Set up your Paypal and link it to your bank account. Most companies prefer paying through this site. In fact, quite a few flat out refuse to work with somebody who they can’t pay that way.
Check that your passport and your driver license aren’t about to expire. Get them renewed if they are – even if it’s a year away. Many countries won’t let you in if you less than six months on your passport. Also, get an international driver license so you can drive anywhere.
Invest in the cloud. Set up your laptop so that you automatically upload everything that matters there. Things get lost, break or get stolen much faster while you’re on the road. In this way, you’ll at least still have all your data when that happens.
Get at least some of your skills you’ll need learned. Sure, it might be tempting to do it on the road, but it’s a lot easier when you’re in one place and your day isn’t full of unexpected events and surprises.
7. It isn’t for everybody
Some people thrive as digital nomads, while others struggle. You have to have the right personality for it. A good predictor of if you’re the former or the latter is how ingrained your cultural values are. The more ingrained, the more you’ll struggle.
Not sure what I mean with that? Answer the following questions for yourself:
- Do you think your country is the best country and all other countries should be the same or do you often question the way your folk view the world?
Are you more mainstream or would you consider yourself alternative?
Do you like to do things one way only or are you flexible and adaptive?
Do you dwell on problems and let them swell or do find it easy to let things go?
Do you adhere closely to the values of a political entity, a church or a personality or do often doubt people’s ideas (including your own)?
The more often you answered the former, the more you’ll probably struggle. The more often you answered the latter, the easier it should be to embrace the travelancer life.
Other things to consider:
You’ll have to give up on the materialistic lifestyle. You only have so much space in your bag and need to pack efficiently for the digital nomad life. It also means surrendering many creature comforts you’re used to.
No more high-grade coffee. No more fantastic food delivered to your doorstep. No more calling up some handyman and having them on your doorstep two hours later. Sure, you’ll run into these things every so often (and appreciate them when you do) but they won’t always be there.
Then there’s the uncertainty. Will you get that visa? Will you be able to use your bank card? Will that client you’ve never met come through with the job or their payment? Will you like the new place you’ll arrive at? Being a digital nomad doesn’t just mean moving to a new place every so often. It also means that you’re going to have to deal with a lot of new things and ideas – even on those days you don’t want to.

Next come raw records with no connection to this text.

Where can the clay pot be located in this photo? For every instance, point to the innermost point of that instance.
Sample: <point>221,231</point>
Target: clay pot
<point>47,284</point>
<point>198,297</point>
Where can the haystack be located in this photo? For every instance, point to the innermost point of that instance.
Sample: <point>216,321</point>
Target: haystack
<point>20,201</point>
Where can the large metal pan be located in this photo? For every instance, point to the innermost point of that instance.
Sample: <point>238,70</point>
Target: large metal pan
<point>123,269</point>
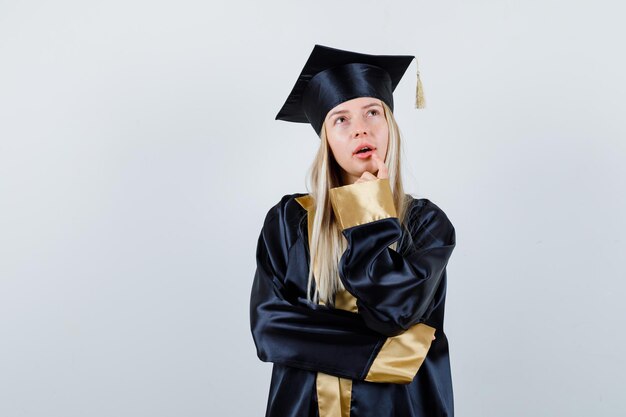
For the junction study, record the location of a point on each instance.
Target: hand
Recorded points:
(383, 172)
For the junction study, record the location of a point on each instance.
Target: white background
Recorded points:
(139, 155)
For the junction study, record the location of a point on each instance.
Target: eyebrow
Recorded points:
(346, 111)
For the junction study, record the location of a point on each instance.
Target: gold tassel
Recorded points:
(420, 102)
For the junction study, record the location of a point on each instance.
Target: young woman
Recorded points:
(349, 291)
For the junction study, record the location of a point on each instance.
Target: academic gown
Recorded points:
(372, 354)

And things will go wrong. In many countries, you’ll find certain aspects of life aren’t organized as well as back home. The internet will go down, the water will get turned off and the bus will be late. That’s just how it is. Don’t get me wrong. It won’t happen all the time. But it will happen and you’ve got to be able to avoid having a heart attack every time it does.
So make sure that you’re ready for them and you’re willing to adapt. For those who don’t bend will break.

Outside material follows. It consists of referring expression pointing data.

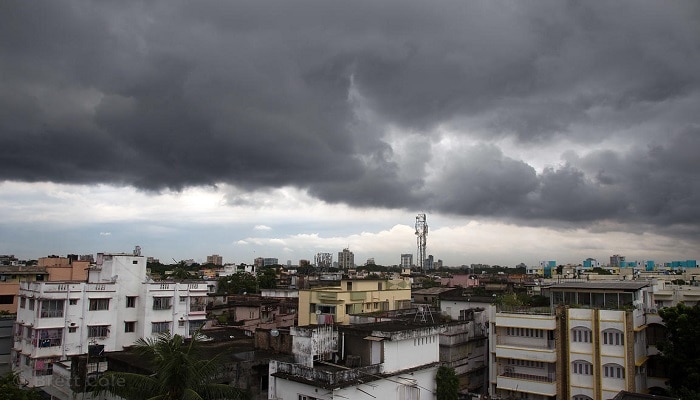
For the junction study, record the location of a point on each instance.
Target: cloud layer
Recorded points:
(539, 113)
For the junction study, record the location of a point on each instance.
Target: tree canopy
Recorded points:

8. Until you do it you won’t know what it’s like (so go and do it)
Wow, that’s quite a shopping list of warnings and negatives, isn’t it? Don’t let that frighten you. This piece is naturally skewed towards the negative because that’s what you need to know. You don’t need to know about all the good things that can happen. In fact, not knowing about them will probably make them more enjoyable when they do!

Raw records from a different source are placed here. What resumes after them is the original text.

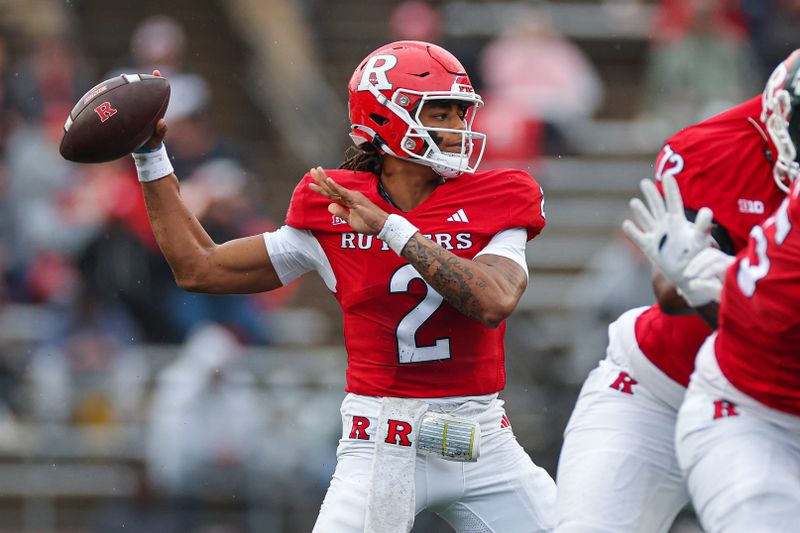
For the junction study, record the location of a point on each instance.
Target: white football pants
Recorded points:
(741, 459)
(502, 492)
(617, 472)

Also, note that just because you might not be the perfect digital nomad right now doesn’t mean you can’t become one. As long as you’re willing to adapt and embrace new practices, you’ll do fine. You might even end up becoming a better person for it!
More importantly, just because you become a digital nomad doesn’t mean you have to stay one. If it doesn’t suit you can give it up. There’s no shame in that. Some people like orgies, some people like missionary. Some like spice and others prefer salt.
The thing is, you will only find out what you like by trying it. For when you don’t then it will remain a fantasy. And a fantasy will always beat reality and ultimately lead to regret for the things you haven’t done.
So find out whether the reality suits you and give the digital nomad existence a try.